CVV: The public’s disapproval seems to have been very positive for your cause. How does the Institute for Justice plan to tap this energy to curtail future governmental abuse?

Bullock: You are right about the outrage. One would be hard pressed to think of any recent Supreme Court decision that has caused such universal outrage across the country and across the political spectrum. Conservative George Will is against the decision and so is liberal columnist Molly Ivins. The first person to denounce the case on the floor of the U.S. Senate was conservative Texas Republican John Cornyn; and the first person on the floor of the House of Representatives was Maxine Waters of inner-city Los Angeles, generally considered to be one of the most liberal members of Congress.

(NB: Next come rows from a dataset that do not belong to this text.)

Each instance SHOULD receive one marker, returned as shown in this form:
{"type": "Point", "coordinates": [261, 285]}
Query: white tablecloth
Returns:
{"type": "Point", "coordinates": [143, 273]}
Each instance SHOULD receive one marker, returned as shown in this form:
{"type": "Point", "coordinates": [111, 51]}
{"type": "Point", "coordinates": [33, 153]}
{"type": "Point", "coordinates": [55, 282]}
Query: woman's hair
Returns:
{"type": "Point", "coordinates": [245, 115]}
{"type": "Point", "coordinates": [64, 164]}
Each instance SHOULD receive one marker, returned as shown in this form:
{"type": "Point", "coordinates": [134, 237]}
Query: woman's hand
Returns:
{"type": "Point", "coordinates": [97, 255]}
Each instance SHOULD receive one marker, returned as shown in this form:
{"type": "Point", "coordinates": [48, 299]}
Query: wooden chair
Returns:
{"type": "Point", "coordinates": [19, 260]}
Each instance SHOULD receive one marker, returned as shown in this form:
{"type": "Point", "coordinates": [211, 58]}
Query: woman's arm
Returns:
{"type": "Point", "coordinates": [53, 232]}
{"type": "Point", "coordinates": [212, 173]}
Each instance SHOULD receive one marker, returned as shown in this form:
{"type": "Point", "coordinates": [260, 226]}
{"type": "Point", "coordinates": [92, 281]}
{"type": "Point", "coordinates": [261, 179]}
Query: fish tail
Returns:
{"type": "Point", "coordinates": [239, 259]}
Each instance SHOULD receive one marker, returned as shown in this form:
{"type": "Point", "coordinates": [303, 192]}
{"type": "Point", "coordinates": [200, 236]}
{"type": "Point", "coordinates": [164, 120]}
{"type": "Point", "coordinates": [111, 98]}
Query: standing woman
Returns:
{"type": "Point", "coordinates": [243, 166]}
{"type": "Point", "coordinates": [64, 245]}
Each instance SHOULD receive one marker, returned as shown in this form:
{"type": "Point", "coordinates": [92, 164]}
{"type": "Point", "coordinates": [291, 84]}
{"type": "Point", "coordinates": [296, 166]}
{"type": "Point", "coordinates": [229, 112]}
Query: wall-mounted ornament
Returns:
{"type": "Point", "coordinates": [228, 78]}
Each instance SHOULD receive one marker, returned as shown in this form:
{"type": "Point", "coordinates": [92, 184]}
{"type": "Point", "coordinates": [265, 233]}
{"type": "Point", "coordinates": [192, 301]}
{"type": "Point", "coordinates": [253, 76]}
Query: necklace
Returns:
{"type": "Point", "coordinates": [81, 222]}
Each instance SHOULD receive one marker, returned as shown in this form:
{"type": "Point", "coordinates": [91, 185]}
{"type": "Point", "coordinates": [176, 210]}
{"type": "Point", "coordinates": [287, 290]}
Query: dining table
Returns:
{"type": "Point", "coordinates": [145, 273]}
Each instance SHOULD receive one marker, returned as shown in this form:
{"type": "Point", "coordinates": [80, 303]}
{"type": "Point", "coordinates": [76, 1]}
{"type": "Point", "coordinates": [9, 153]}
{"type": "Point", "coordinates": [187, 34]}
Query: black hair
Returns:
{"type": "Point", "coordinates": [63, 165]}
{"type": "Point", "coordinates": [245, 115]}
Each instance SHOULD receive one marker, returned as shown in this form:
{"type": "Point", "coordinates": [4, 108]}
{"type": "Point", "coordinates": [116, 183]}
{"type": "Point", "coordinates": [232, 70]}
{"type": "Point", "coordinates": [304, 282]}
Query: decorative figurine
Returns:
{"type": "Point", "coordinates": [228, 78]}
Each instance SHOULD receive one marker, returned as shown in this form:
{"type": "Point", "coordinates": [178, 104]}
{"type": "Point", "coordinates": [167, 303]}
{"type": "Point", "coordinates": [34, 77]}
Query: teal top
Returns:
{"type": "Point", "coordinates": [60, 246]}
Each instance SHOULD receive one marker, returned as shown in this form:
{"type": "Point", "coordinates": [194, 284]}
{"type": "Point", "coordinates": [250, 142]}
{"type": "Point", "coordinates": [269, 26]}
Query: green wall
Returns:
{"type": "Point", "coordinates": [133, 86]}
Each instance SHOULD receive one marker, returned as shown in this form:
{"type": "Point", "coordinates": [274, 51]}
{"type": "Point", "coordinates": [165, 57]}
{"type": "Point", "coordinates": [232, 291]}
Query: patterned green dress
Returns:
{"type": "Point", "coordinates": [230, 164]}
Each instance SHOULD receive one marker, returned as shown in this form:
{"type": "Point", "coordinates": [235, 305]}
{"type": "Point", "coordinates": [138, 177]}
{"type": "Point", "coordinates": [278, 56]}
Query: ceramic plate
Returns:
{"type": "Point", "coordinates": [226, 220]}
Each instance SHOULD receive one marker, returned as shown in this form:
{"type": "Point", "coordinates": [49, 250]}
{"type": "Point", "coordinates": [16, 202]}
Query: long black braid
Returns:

Our response has been very swift. To channel popular outrage into lasting legislative change, the Institute for Justice and its Castle Coalition grassroots arm launched a $3 million “Hands Off My Home” campaign days after the decision was handed down. The campaign supports eminent domain reform at the state and local level and equips ordinary Americans with the means to protect their homes, small businesses and churches from eminent domain for private profit. People can join the Castle Coalition and learn how to get involved in “Hands Off My Home” at So far, the reaction has been quite encouraging. More than 40 states have introduced or will introduce legislation that will address eminent domain abuse; and in November 2005, the U.S. House of Representatives passed overwhelmingly a solid bill that would cut off all economic development funds for two years to a state or local government that abuses eminent domain for private development. If passed by the Senate, this could have a very significant impact. So although there are powerful forces on the antiproperty rights side of this issue—in particular, city officials and developers—there is real momentum for changing the law to protect homes and small business owners.

Although the Court provided very little protection to property owners under the Fifth Amendment to the U.S. Constitution, it did recognize that state courts are free to interpret their own state constitutions to provide greater protection to citizens. And many state courts, after years of neglect, have strengthened protections for people challenging eminent domain abuse. Therefore, most of our litigation in the near future will be directed toward state constitutional claims. We are confident that one day, perhaps in the not-too-distant future, the U.S. Supreme Court will overturn this disastrous ruling, consigning it to the same fate as other discredited decisions such as Plessy v. Ferguson (which upheld “separate but equal” treatment of the races) and Korematsu v. U.S. (which upheld the internment of Japanese-Americans during World War II).